There are no head-to-head trials to enable recommendation of one Rx over another.

But note TPO agonists have gone through proper RCT’s unlike older therapies

 

Supportive Care

-       Tranexamic Acid, Mirena coil / OCP

-       Patient support groups

 

Steroids

-       10-60% respond

-       Pred 0.5-2mg/kg/day until response, then taper and stop by 4 weeks

-       Dex 40mg/day for four days and stop

-       Methylpred if oral route not an option

 

IV Immunoglobulins

-       Dose: 1g/kg as a single infusion

-       Quicker time to response than steroids.

 

IV Anti-D

-       50-75 micrograms/kg as a single dose

-       Suitable for Rh D+, non-splenectomised patients

-       Thought to work by coating Rh D+ cells leading to their preferential destruction by the spleen, sparing the platelets.

-       SE: DIC, Renal failure, Intravascular haemolysis

 

Splenectomy

-       80% respond, 66% for >5 years. Unmatched by other therapies

-       10% complication rate with laparoscopic approach. Aim plt >20 prior to surgery.

-       Vaccination:

o   Hib/Men C, Polyvalent Pneumococcal, Men B, Men ACWY, Annual ‘flu

 

Rituximab

-       40% respond, 20% for 3-5 years

-       375mg/m2 weekly for four weeks. May be more effective combined with dex

-       Given to >1 million patients worldwide if good tolerability

 

TPO Agonists

-       60-90% response rate but requires maintenance therapy. 1-2 weeks to first effect

-       Romiplostim: 1-10 microg/kg SC weekly

-       Eltrombopag: 25-75mg PO daily. 2 hours apart from food, 4 hours from calcium-foods

-       SE: small number of reports of increased marrow reticulin.

 

NICE 2010 TPO Agonists:

-       Recommended for chronic ITP in adults who have had splenectomy and are refractory to other treatments, or 2nd line in adults who have not had splenectomy because surgery is contraindicated. And only if:

o   Condition is refractory to standard and rescue therapies, and

o   There is severe disease with high bleeding risk that requires frequency treatment.

 

Management of Childhood ITP

 

Remember diagnosis of exclusion, continue to re-visit over time

After 3-6 months consider:

-       BMAT, Immunoglobulins, ANA, APL Ab, HIV, H. pylori, Hep C

 

General

-       97% clinically asymptomatic

-       If bleeding, grade severity 1-4. Treat if grade 3 or 4.

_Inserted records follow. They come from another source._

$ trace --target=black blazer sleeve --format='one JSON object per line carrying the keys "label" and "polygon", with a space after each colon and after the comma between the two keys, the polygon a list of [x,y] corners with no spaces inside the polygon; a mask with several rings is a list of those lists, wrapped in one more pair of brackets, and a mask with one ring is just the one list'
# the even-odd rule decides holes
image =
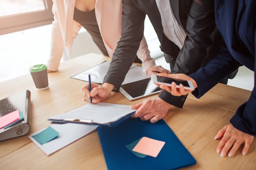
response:
{"label": "black blazer sleeve", "polygon": [[[180,6],[182,5],[182,1],[180,1]],[[216,56],[223,42],[215,24],[213,0],[200,2],[199,4],[191,1],[186,24],[187,36],[171,74],[187,75],[196,72]],[[182,7],[179,9],[184,10],[179,11],[181,16],[185,16],[184,13],[188,12],[185,12],[187,9]],[[182,23],[184,20],[179,18],[177,20]],[[159,97],[173,105],[182,108],[186,96],[175,97],[165,91]]]}

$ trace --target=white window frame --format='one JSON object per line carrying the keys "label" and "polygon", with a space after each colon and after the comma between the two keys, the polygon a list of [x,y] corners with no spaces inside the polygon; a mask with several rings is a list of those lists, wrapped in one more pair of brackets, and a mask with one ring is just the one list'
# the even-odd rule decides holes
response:
{"label": "white window frame", "polygon": [[52,23],[52,0],[43,0],[45,9],[0,17],[0,35]]}

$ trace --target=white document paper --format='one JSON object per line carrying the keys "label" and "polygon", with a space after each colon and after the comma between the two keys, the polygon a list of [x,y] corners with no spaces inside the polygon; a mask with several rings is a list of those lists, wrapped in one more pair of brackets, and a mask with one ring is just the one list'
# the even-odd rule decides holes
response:
{"label": "white document paper", "polygon": [[87,104],[65,113],[53,116],[49,120],[65,119],[92,121],[92,123],[108,124],[135,112],[130,106],[110,103]]}
{"label": "white document paper", "polygon": [[[92,82],[98,84],[102,84],[104,77],[107,74],[110,62],[106,61],[82,73],[72,77],[72,78],[88,82],[88,75],[91,75],[91,80]],[[141,66],[132,64],[122,84],[136,82],[147,78],[150,77]]]}
{"label": "white document paper", "polygon": [[50,141],[41,145],[32,137],[44,130],[45,128],[39,130],[29,135],[28,137],[45,154],[50,154],[64,148],[72,142],[85,136],[90,132],[95,130],[97,126],[88,125],[83,124],[67,123],[64,124],[54,124],[51,127],[59,134],[58,137]]}

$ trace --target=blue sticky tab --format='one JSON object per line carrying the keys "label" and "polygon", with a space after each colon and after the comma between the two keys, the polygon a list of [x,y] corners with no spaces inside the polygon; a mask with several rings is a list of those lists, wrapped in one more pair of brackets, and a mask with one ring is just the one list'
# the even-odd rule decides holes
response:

-       Watch and Wait management should still be consented for

-       Avoid contact sports, continue all other activities

 

Supportive

-       Tranexamic Acid

-       OCP

 

Treatment

-       To raise plt count

o   IVIg – rapid rise in >80% of patients

o   IV Anti-D – Small dose, gives transient rise

o   Steroids

-       Emergencies

o   Platelet transfusion with IV Steroids + IVIg

-       Second lines

o   As per adults. No TPO studies in children yet.